Tysoe appeared, like magic, with a whisky and water and left quickly. How the devil did the villain know?
He sipped appreciatively and let his thoughts wander. It was now more probable than not that some day he would be an admiral himself. How would he have dealt with a junior like Smith? And such a situation with the civil power telling him what he had to do. Well, he wasn’t an admiral yet and therefore didn’t have to find an answer. He began to feel better.
Then his eyes strayed to the work he’d taken out ready from his locked escritoire and his sour mood returned. It was his dispatches to Collingwood, following his return from Constantinople, and they were pressing: a cutter would leave shortly with those from all captains, as well as Arbuthnot’s, and his weren’t ready.
He swore out loud. It wasn’t the communication itself that took the time-it was a plain enough tale-but the ciphering afterwards. A tedious but important task that, until now, Renzi had quietly relieved him of. Some captains told off one of the officers for the duty but he would never do that. First, it involved taking the officer off the watch bill, understandably unpopular with his fellows, but more importantly, he would no longer have the assurance that the captain alone knew the content of the dispatch.
God damn, but he missed Renzi!
He rose reluctantly-then had a thought. He employed a confidential secretary. Why shouldn’t he make use of him?
Admiralty regulations gave no hard and fast rules over who should do the ciphering, merely that the captain must be in a position to assure himself of their strict confidentiality. Renzi, previously a naval officer, had had impeccable credentials. Did Dillon?
He quashed the retort that he could never be another Renzi, for no one could. He had to be taken on his own terms or not at all.
The young man was willing enough, but his romantic leanings were out of place in a man-of-war. Apparently he wrote poetry, had declaimed into his first Mediterranean sunset and had grown soulful over the distant sight of Lesbos-much as Renzi had, Kydd was forced to admit.
Then again he’d seen him dress for a gun-room dinner in a blue velvet jacket and artistically deshabille neck-cloth, his hair unclubbed and long. The rig of a trusted and discreet amanuensis?
With his easy manner Dillon had found acceptance there, a character in his own right. That he didn’t know his nauticals was no bar to fellowship for he’d made it plain that this was not his calling. At the first-night dinner, when Curzon had cattily put him right over the meaning of “martingale” as applied to a bowsprit, he had innocently asked him to explain the word itself. At Curzon’s reluctance, Dillon had lightly mused on its horse-coping usage and then, to the delight of the others, had gone on to trace its probable Middle English origins back to Chaucer and Piers Plowman.
Kydd sighed. If he didn’t trust the man he had no right to engage him as a secretary. He’d served in L’Aurore now for some time and never shown himself unfit for the position or slack in stays as regards diligence-and if he couldn’t bring the man on he would have to do the work himself indefinitely.
It was being forced on him but there was little choice. He’d do it-perhaps with the proviso that Dillon swore himself to confidentiality.
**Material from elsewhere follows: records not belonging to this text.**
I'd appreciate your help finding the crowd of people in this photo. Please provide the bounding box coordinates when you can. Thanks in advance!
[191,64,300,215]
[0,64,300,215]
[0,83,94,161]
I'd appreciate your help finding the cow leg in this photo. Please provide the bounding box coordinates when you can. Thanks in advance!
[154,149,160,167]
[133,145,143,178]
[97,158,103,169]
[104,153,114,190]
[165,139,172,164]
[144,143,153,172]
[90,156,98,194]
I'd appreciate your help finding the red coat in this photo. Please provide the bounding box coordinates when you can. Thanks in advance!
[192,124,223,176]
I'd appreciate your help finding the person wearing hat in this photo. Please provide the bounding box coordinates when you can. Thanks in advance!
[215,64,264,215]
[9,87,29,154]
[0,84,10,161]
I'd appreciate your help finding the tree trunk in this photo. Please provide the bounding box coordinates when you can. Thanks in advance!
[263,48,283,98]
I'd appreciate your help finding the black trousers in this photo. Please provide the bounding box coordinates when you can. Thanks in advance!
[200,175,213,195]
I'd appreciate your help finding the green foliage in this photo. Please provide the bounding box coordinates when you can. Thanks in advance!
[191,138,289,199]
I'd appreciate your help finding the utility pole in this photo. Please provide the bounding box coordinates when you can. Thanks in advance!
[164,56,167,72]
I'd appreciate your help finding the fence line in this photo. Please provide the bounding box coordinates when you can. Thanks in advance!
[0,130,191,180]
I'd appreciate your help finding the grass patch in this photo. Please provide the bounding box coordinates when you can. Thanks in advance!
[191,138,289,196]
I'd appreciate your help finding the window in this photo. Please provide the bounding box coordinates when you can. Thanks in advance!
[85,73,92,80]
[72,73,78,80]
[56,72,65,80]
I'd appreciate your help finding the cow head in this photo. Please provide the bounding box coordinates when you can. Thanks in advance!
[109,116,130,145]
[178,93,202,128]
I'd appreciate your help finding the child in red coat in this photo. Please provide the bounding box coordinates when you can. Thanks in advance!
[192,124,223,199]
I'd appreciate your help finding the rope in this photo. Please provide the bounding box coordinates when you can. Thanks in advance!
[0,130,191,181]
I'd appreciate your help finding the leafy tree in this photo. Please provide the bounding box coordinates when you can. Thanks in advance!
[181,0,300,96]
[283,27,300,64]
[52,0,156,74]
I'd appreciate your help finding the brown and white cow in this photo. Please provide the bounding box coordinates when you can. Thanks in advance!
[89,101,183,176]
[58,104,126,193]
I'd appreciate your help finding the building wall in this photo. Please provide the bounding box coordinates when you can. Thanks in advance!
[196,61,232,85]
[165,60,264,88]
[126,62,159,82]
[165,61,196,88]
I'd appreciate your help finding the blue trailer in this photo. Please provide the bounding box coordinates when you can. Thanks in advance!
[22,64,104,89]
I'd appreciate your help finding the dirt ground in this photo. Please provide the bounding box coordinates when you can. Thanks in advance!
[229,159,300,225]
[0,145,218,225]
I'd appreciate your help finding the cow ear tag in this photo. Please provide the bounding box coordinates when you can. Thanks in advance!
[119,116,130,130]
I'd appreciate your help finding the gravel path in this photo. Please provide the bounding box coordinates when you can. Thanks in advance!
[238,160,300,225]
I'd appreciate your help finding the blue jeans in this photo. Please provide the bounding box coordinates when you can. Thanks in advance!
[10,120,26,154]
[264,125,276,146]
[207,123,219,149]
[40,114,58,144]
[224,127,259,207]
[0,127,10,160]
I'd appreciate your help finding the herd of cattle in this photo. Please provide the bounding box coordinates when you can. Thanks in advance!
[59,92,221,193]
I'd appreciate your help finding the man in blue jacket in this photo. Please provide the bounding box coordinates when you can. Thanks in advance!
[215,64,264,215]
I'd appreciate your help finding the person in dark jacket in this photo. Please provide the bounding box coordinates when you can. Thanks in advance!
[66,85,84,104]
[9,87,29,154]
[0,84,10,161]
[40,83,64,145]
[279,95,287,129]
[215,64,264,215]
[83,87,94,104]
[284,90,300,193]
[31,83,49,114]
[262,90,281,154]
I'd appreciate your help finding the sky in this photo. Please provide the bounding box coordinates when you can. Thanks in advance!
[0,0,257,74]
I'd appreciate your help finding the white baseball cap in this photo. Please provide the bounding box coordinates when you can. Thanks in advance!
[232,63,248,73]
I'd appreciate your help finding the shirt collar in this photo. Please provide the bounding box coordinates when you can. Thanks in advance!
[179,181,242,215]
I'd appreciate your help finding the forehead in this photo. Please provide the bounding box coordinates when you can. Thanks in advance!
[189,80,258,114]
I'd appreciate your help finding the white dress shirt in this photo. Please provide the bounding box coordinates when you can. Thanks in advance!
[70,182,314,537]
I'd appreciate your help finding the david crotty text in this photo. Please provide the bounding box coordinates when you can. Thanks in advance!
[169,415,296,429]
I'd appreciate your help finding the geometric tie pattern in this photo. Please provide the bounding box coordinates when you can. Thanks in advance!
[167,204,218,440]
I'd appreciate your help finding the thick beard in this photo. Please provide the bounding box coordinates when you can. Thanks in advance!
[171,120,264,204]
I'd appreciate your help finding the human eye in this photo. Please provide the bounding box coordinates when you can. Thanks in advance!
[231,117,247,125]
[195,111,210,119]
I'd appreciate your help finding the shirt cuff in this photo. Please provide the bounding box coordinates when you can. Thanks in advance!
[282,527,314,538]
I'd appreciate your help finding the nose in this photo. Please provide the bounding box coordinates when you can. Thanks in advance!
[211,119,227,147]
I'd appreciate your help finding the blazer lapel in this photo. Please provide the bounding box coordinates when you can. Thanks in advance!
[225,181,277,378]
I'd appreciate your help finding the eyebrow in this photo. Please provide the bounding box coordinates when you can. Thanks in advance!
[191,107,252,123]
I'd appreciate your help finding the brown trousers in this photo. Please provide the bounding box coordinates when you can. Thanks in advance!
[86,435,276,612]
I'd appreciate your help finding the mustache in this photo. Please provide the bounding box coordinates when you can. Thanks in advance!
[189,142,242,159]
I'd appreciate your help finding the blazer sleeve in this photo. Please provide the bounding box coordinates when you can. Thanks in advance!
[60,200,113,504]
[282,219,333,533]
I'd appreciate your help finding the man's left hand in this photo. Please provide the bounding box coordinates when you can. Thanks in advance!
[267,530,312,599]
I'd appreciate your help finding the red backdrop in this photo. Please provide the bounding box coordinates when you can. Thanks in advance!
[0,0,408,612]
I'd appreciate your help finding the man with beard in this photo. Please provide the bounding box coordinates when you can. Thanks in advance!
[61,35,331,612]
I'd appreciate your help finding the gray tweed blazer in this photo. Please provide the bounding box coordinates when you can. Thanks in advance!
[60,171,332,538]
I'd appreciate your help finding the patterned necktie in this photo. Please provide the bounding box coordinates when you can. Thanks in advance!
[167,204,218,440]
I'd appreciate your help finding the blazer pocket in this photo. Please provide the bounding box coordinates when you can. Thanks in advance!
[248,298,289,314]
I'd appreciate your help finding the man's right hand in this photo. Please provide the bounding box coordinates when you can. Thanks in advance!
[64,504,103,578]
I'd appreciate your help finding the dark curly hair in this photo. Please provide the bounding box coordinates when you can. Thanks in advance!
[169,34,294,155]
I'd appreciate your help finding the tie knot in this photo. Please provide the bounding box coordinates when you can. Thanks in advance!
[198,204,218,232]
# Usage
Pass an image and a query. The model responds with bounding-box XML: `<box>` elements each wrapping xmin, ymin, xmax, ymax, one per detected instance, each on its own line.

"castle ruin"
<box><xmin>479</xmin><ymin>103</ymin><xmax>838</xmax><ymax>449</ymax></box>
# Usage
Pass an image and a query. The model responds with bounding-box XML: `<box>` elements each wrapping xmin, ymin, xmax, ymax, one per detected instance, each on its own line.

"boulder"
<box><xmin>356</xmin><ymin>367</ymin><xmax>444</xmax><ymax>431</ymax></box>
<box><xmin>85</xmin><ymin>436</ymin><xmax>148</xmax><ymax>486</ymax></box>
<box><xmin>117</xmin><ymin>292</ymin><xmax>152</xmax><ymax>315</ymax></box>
This last idea pleased him, and it led to another. If he was being entrusted with codes, vital national secrets, then surely he was to be trusted with his personal matters. Kydd was a martyr to paperwork, loathing its passive nature, tedium and need for form and correctness, but had not felt able to turn it over to Dillon because it felt a violation of privacy. His humble origins as a wig-maker and pressed man were now behind him, but if he gave access to his papers, his financial details and so on, Dillon would know everything.
He didn’t recall who had said it but the old saw “No man can be a hero to his valet” came to mind.
“Desire Mr Dillon to attend on me,” he ordered at the door, and returned to his chair to consider his decision.